Elevate Difference

Lady Love

It's hard to believe that it's been over ten years since Destiny's Child released their first album. I was a teenager at the time, and as a big fan of bubblegum pop, I always enjoyed their music. One of my favorite Destiny's Child songs was “Independent Women;” their music had a sassy, you-go-girl vibe to it (although I'm sure many feminists prefer their empowering anthems to come from artists who aren't so “Bootylicious”). A decade later, not much has changed; I still listen to their music, now with a slight twinge of nostalgia.

And all the women of Destiny's Child have since become “independent.” Founding members LaTavia Roberson and LeToya Luckett left the group early on due to management disputes, and the other members eventually followed suit. Beyoncé Knowles is not the only member to have found success after Destiny's Child; Luckett just released Lady Love, her second solo effort. An R&B/pop fusion, Lady Love's upbeat cuts are infectious and fun. Standout tracks include the Rihanna-soundalike “She Ain't Got...,” the slow jam “Over,” and the funky beats of “After Party” and “Drained.” Lady Love is a radio-friendly record that will be likely enjoyed by pop and R&B lovers.

Some famous friends also provide guest vocals on this album—“Love Rollercoaster” features rapper Mims, “Take Away Love” co-stars British songstress Estelle, and Ludacris guests on “Regret.” I was very curious to see what “Regret” would sound like since Ludacris is not famous for having particularly progressive lyrics, but this is pretty restrained anthem about dumping a no-good boyfriend.

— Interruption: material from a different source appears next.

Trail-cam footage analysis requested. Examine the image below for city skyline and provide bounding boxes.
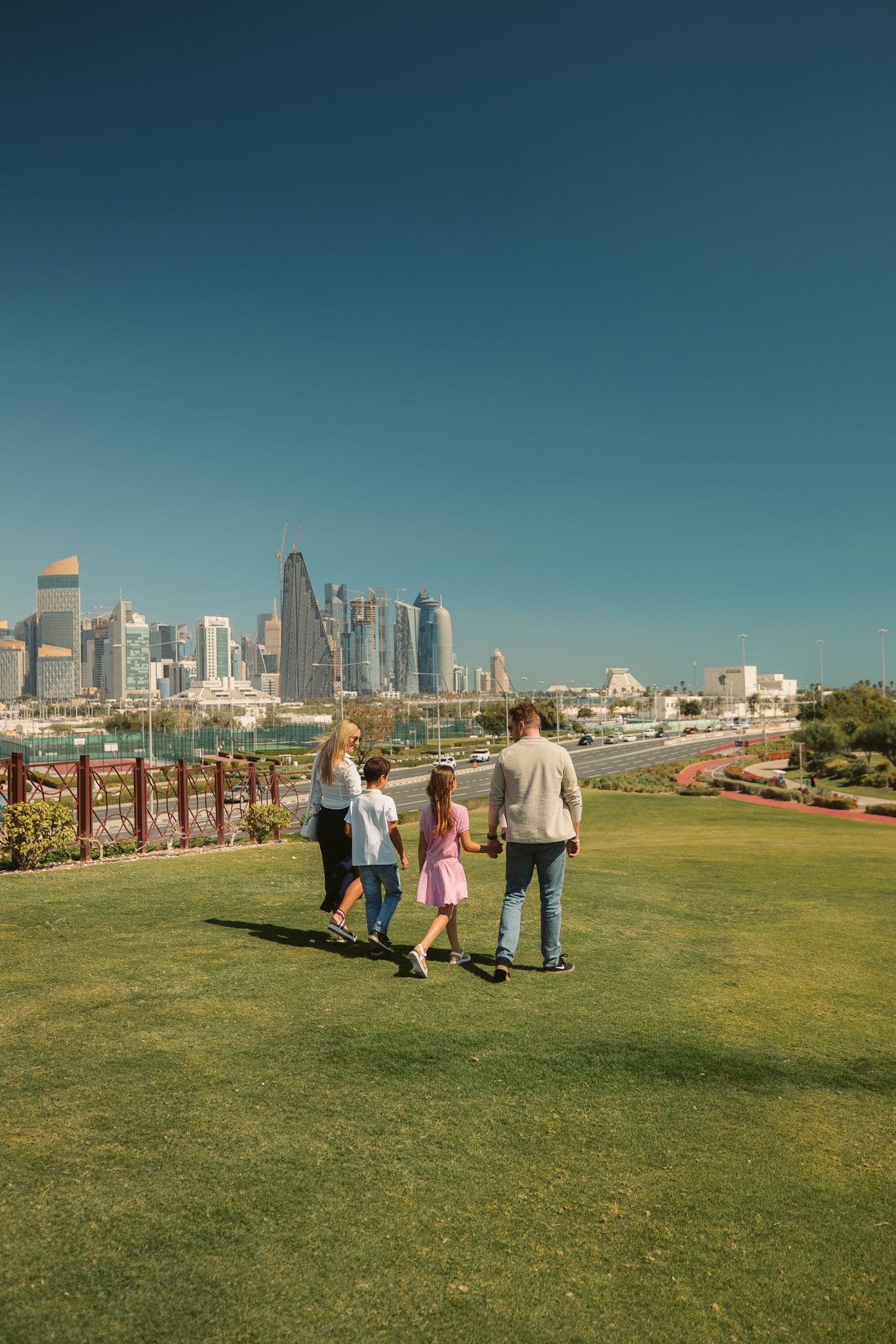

Indeed, this is the predominant theme on the album, with Luckett telling off a litany of lovers for doing her wrong. Some of that old Destiny's Child “Girl Power” vibe comes through on a few of the cuts, like when she chides an ex-boyfriend for spending all her money, I can't help but think of “Bills, Bills, Bills.” This is a rather interesting contrast to “She Ain't Got...” which is extremely catchy but has somewhat desperate lyrics threatening “that ho,” a woman competing for the affections of her partner. (“Does she cook like me? Clean like me? No, she ain't got sh*t on me!”) The “cheating men” theme gets a bit tired—but music is therapeutic, so perhaps this album was a way of working through some frustrations. And hopefully, she didn't really mean it when she sang about chasing “the other woman” with a baseball bat.